…Что же тебе рассказать? Выручай, человечек с птичника. Мне некогда перетряхивать не раз уже переворошенное и перетрушенное — и перетрушенное — так выворачиваешь карманы в поисках проклятой двушки, — и я начинаю говорить о первом попавшемся, о том, что почему-то сразу возникло перед глазами. А что возникло? Ничего особенного — как я, маленький мальчик, вместе с соседской девчонкой Лариской Булейкиной и ее братом бегаю по апрельской степи, что начиналась прямо за нашими огородами, и рву цветы. Цветов много, на всех хватит, но каждый из нас, завидев тюльпан, почему-то кричит оглашенно: «Мой!» — и летит к нему со всех ног. Почему? Да просто нам хочется бегать по этой только что народившейся (вон и ягнята носятся вместе с нами) пасхально-яркой траве, кричать (вон и жаворонки заливаются, купаясь в бездонном, враз провалившемся после зимы небе), обонять ее. «Тюльпаны» — это я сейчас, тоже задним числом, написал. Мы говорили тогда — «красные цветы» и «желтые цветы». «Желтые», сейчас понимаю, были вовсе и не тюльпанами. Мы их еще называли «подснежниками». Они действительно появлялись раньше «красных» и в большем количестве. Но это — «подснежники» — тоже было скорее данью грамоте: мы уже пошли в школу, по букварям, составленным, очевидно, где-то в лесной стороне, знали, что бывают такие обязательные цветы, и вот завели их и в своей степи, где никакими подснежниками на самом деле и не пахло. Впрочем, «подснежники», в отличие от «красных», пахли, как бы расквитываясь за свое простецкое изобилие и не такой нарядный цвет. Как изумительно пахли эти точеные, острогранные, не разлапые, как у тюльпанов, а как бы собравшиеся вместе, в кружок, на изящную корону похожие соцветия! Небом, травой, молодым, восходящим, мреющим над землею воздухом, девичьим волосом — как и положено пахнуть короне на русой головке весны…
— Шепотом, — шепчет она мне, и я не знаю, чего тут больше — опаски спугнуть сон других или лукавства: чтоб не услышали это другие. Чтоб все присвоить себе.
— А еще мы выковыривали луковицы тюльпанов и тут же лопали. Называли — «бузлюки». Бузлюки были сладкие, сочные. Далеко не каждая луковица дает цветоножку, бутон. Их дает только «рогатка» — луковица с двумя несущими стреловидными листами. А если листок один — бутон выброшен не будет. Такая «холостая» луковица съедалась. Слопывалась. Луковицу, давшую цветок, не слопаешь… Невкусная. Выжатая, выдохшаяся, одна шелуха.
Спит она или только прикидывается? На всякий случай продолжаю нести околесицу, затем полегонечку вынимаю ладонь из-под ее щеки и ухожу. Через минуту на этой же ладони, еще хранящей ее родственное тепло, засыпаю и сплю как убитый.
НАСТЯ
Повесть
Восстановить жизнь по памяти.

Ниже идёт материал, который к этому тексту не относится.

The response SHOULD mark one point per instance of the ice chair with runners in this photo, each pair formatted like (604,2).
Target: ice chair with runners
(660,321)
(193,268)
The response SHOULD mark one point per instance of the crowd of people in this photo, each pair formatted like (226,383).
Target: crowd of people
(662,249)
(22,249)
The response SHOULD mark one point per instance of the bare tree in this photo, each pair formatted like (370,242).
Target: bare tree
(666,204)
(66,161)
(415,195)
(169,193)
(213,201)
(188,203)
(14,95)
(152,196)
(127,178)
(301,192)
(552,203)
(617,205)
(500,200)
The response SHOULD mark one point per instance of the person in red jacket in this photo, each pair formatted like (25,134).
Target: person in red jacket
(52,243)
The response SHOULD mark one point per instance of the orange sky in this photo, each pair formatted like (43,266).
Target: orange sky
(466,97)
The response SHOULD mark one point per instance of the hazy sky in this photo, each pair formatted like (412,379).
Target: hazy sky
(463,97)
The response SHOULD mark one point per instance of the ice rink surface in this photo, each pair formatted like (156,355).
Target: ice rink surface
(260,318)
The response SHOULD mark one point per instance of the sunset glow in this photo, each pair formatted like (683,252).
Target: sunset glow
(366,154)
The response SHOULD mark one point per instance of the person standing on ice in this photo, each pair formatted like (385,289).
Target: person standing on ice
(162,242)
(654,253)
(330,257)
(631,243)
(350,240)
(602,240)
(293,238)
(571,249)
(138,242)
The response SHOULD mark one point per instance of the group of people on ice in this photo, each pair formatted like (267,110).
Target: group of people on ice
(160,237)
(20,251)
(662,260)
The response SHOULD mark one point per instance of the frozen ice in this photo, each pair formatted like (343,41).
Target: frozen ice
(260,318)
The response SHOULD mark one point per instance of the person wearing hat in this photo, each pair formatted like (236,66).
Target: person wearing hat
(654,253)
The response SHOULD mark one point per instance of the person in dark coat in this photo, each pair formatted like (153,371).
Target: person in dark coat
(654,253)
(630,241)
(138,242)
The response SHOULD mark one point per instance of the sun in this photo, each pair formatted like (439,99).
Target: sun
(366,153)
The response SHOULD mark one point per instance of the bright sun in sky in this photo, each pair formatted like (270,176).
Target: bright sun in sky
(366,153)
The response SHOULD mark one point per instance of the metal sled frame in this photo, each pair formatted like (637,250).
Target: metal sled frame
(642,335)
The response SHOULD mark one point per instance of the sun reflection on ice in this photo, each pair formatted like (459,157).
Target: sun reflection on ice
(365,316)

Археологи находят обгорелую черепицу и по ней догадываются о целом мире. О его появлении, о его смерти. О его жизни.
Я прожил с матерью четырнадцать лет. Что такое четырнадцать лет? Осколок, обломок, с выдавленной, как на ладони, изобарой судьбы, тянущейся от тебя, как волосяной корешок, в неведомые глубины.
Корешок тянет кровь, гонит ее по кругу, не давая разомкнуться цепи, — ты и неведомые глубины.

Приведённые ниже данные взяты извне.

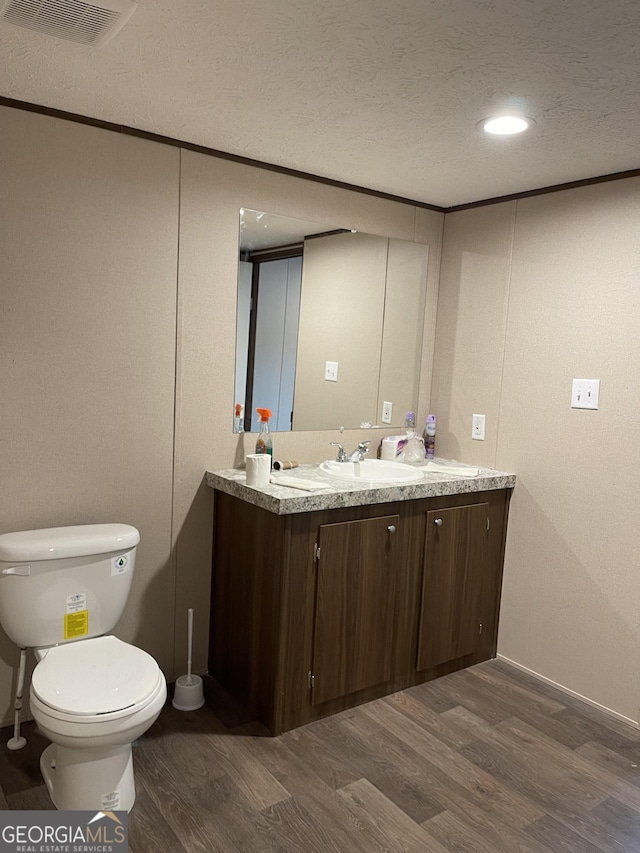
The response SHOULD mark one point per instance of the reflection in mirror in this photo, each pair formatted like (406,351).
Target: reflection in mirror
(329,325)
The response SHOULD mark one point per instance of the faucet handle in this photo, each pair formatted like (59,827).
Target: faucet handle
(342,455)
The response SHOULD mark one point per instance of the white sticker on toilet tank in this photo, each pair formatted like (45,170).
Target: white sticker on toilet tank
(77,602)
(110,802)
(120,564)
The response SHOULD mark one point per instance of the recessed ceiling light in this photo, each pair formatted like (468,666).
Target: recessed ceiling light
(506,125)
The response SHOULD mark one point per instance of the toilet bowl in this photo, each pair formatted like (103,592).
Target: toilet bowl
(62,591)
(92,699)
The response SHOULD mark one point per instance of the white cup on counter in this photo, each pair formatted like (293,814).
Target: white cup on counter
(258,469)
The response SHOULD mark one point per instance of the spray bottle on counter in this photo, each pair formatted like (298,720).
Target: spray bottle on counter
(238,418)
(430,437)
(264,443)
(413,450)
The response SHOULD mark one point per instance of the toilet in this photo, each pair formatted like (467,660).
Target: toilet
(62,590)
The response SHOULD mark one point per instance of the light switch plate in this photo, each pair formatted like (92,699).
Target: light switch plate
(585,393)
(477,427)
(331,371)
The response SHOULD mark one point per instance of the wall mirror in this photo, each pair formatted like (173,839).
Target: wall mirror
(329,325)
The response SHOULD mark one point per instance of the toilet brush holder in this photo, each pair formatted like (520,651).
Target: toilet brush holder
(189,692)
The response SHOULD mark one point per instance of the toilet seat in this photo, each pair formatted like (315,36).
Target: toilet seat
(96,680)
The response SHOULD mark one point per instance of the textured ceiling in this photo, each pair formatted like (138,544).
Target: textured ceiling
(379,94)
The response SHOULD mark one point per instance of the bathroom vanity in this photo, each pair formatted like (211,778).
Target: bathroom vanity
(324,600)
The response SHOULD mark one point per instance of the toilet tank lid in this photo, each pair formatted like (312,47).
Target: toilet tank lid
(55,543)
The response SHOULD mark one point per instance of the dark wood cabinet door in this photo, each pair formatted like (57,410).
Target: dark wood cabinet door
(353,631)
(454,565)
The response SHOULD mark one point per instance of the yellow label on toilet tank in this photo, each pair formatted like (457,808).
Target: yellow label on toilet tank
(76,624)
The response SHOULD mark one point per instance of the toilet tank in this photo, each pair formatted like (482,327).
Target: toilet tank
(65,583)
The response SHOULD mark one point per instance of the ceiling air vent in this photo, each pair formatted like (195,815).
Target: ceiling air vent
(85,23)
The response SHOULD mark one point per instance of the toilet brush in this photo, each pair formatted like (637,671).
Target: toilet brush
(188,695)
(18,741)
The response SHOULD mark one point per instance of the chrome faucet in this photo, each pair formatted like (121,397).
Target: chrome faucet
(357,456)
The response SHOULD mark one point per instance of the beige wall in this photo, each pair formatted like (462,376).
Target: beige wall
(117,346)
(87,348)
(533,294)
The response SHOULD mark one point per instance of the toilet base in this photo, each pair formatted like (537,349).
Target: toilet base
(89,779)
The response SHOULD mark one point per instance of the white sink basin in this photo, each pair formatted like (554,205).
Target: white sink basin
(370,472)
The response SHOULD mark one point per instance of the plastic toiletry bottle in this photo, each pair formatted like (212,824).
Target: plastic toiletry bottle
(238,416)
(414,448)
(430,437)
(264,444)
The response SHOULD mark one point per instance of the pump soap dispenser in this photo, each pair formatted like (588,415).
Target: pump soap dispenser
(264,443)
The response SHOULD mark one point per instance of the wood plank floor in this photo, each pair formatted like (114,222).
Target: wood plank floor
(486,760)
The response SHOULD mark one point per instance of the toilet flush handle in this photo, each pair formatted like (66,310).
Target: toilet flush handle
(17,570)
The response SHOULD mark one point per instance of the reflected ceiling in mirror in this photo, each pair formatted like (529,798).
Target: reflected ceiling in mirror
(329,324)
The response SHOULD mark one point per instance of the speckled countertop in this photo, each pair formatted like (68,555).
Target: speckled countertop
(283,500)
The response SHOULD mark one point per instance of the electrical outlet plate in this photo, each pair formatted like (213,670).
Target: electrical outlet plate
(585,393)
(477,427)
(331,371)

Я уже без нее прожил больше, чем с нею.
На какое-то мгновение жизнь свела нас и разлучила.
А корень жив, и живо, благодаря ему, кровообращение: даже в самой суетной сутолоке чувствуешь вдруг его щемящее омовение. Будто чистая, зоревая волна ударит в сердце и обдаст его целительным дождем.
Она стала травой, землей, растворилось в небе ее дыхание, она окружает меня со всех сторон, как в те незапамятные времена, когда я бесформенным живым комком, шлепком — с отпечатками прозорливых пальцев — окровавленной глины пребывал в ее теплом чреве.
Как и тогда, живо наше единое кровообращение. Только некогда малый его круг, сопротивляясь чудовищному разъятию, растянулся, истончившись и потеряв границы и очертания, растворился, как растворяется, теряя краски, возвращая их окружающему миру, иссеченная артерия дальней степной радуги.
И сама память, то, что осталось в памяти — слабо отдавленная, потихоньку зализываемая временем, подсыхающая крона видений и воспоминаний, — тоже может быть отправной точкой восстановления.
По форме листа, по пенью навеки заблудившейся в пустеющей кроне памяти малиновки можно догадаться о многом: порода дерева, место произрастания, характер жизни и даже каждого ее дня.